O guarda afastou-se rapidamente e Mardig entrou. Os guardas fecharam a porta logo a seguir.
Mardig pavoneou-se até ao quarto, e, ao fazê-lo, ele viu os olhos de surpresa do seu pai, que estava de pé à janela e olhas pensativamente para o seu reino. Ele voltou-se para, confuso.
"Mardig", disse o pai, "a que devo o privilégio? Eu não te chamei. Nem tu te incomodaste em visitar-me em nenhuma das luas passadas - a menos que houvesse algo que queiras."
O coração Mardig batia no seu peito.
"Eu não te vim pedir nada, Pai", respondeu ele. "Eu vim para levar."
O seu pai parecia confuso.
"Para levar?", perguntou.
"Para levar o que é meu", respondeu Mardig.
Mardig atravessou a câmara com alguns passos largos, preparando-se, enquanto o seu pai olhava para ele, perplexo.
"O que é que é teu?", perguntou.
Mardig sentia as palmas das suas mãos a suar, com a adaga na sua mão, não sabendo se conseguia ir até o fim.

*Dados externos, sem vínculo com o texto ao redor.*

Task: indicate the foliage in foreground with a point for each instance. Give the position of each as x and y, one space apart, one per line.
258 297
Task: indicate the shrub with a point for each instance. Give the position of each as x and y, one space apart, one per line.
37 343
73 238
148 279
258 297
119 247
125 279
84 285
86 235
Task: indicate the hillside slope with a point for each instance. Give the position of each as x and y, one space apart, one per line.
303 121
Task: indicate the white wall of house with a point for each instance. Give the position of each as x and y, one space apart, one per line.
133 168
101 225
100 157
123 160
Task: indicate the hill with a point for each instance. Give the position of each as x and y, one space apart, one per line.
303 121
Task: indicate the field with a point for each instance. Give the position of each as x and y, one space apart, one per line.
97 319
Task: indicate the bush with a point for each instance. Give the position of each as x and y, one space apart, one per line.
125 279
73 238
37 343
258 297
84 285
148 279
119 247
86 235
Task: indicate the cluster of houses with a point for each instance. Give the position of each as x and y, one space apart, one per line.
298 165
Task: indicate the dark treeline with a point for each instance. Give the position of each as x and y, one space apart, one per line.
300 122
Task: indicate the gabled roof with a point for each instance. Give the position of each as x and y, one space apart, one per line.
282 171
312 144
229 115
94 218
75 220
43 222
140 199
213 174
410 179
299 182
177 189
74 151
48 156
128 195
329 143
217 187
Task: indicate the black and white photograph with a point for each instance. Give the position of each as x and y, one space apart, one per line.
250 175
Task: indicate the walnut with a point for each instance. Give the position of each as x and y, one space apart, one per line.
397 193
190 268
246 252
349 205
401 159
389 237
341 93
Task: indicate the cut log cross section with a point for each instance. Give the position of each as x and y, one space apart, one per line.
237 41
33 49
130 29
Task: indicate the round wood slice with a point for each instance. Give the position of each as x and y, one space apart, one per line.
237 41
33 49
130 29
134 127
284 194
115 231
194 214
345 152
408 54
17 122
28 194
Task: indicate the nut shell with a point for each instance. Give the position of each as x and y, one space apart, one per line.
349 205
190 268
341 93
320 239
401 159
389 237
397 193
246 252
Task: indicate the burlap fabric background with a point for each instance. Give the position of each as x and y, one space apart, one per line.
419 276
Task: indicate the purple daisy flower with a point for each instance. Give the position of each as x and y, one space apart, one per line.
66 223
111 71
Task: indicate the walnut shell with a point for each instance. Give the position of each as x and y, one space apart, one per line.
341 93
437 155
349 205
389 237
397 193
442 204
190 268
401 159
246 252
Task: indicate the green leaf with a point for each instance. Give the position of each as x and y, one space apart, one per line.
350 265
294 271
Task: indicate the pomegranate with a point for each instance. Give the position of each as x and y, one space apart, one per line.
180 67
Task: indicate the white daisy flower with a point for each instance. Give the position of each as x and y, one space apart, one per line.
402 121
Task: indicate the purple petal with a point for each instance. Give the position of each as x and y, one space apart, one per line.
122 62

"O reino, claro", disse ele.
Mardig libertou lentamente a adaga da palma da sua mão, querendo que o seu pai a visse antes de o esfaquear, querendo que o seu pai visse em primeira mão o quanto ele o odiava. Ele queria ver a sua expressão de medo, de choque e de raiva.
Mas, quando o seu pai olhou para baixo, aquele não foi o momento que Mardig tinha esperado. Ele tinha esperado que o seu pai resistisse, lutasse também; mas em vez disso ele olhou para ele com tristeza e compaixão.
"Meu filho", disse ele. "Tu ainda és meu filho, apesar de tudo, e eu amo-te. Eu sei que no fundo do teu coração, tu não queres fazer isto."
Mardig estreitou os olhos, confuso.
"Eu estou doente, meu filho", continuou o Rei. "Em breve, vou estar morto. Quando eu morrer, o Reino passará para os teus irmãos, não para ti. Mesmo se me matasses agora, não ganharias nada com isso. Continuarias a ser o terceiro na linha. Portanto, pousa a tua arma e abraça-me. Eu ainda te amo, como qualquer pai amaria."
Mardig, numa súbita onda de raiva, com as mãos a tremer, saltou para a frente e enfiou a adaga no fundo do coração do seu pai.